Reputation: 113
I am working with a dataset where one variable has a number of variables within it. I need to parse through the text to extract each variable value in R.
Current:
|-------------|-------------|-----------------------------------------|
| Customer | Group | Extra |
|-------------|-------------|-----------------------------------------|
| 1 | A1 | {"Field1":"A","Field2":"B","Field3":"C"}|
|-------------|-------------|-----------------------------------------|
| 2 | A2 | {"Field1":"D","Field2":"E","Field3":"F"}|
|-------------|-------------|-----------------------------------------|
| 3 | A3 | {"Field1":"A","Field2":"G","Field3":"D"}|
|-------------|-------------|-----------------------------------------|
Desired:
|-------------|-------------|------------|-----------|-----------|
| Customer | Group | Field1 | Field2 | Field3 |
|-------------|-------------|------------|-----------|-----------|
| 1 | A1 | A | B | C |
|-------------|-------------|------------|-----------|-----------|
| 2 | A2 | D | E | F |
|-------------|-------------|------------|-----------|-----------|
| 3 | A3 | A | G | D |
|-------------|-------------|------------|-----------|-----------|
This seems like it should be easy, but I haven't been able to find a solution. Thank you for any help you can provide! I'm still new to R :)
Upvotes: 0
Views: 41
Reputation: 388862
We can perform some data cleaning, split the data on comma (,
) into separate rows and different columns on colon (:
) and get the data in wide format.
library(dplyr)
library(tidyr)
df %>%
mutate(Extra = gsub('[{}]', '', Extra)) %>%
separate_rows(Extra, sep = ',') %>%
separate(Extra, c('col', 'value'), sep = ':') %>%
pivot_wider(names_from = col, values_from = value)

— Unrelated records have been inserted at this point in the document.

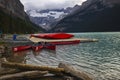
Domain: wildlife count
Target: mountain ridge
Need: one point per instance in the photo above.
(13, 19)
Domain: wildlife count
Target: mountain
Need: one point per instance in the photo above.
(46, 17)
(13, 19)
(92, 16)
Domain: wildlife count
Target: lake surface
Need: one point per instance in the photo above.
(101, 59)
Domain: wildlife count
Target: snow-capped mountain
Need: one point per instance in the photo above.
(46, 17)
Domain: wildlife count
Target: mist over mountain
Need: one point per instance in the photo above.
(92, 16)
(45, 18)
(13, 18)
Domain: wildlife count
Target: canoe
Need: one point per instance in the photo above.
(39, 46)
(66, 42)
(21, 48)
(57, 41)
(53, 36)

# Customer Group Field1 Field2 Field3
# <int> <chr> <chr> <chr> <chr>
#1 1 A1 A B C
#2 2 A2 D E F
#3 3 A3 A G D
data
df <- structure(list(Customer = 1:3, Group = c("A1", "A2", "A3"),
Extra = c("{Field1:A,Field2:B,Field3:C}",
"{Field1:D,Field2:E,Field3:F}", "{Field1:A,Field2:G,Field3:D}"
)), class = "data.frame", row.names = c(NA, -3L))
Upvotes: 1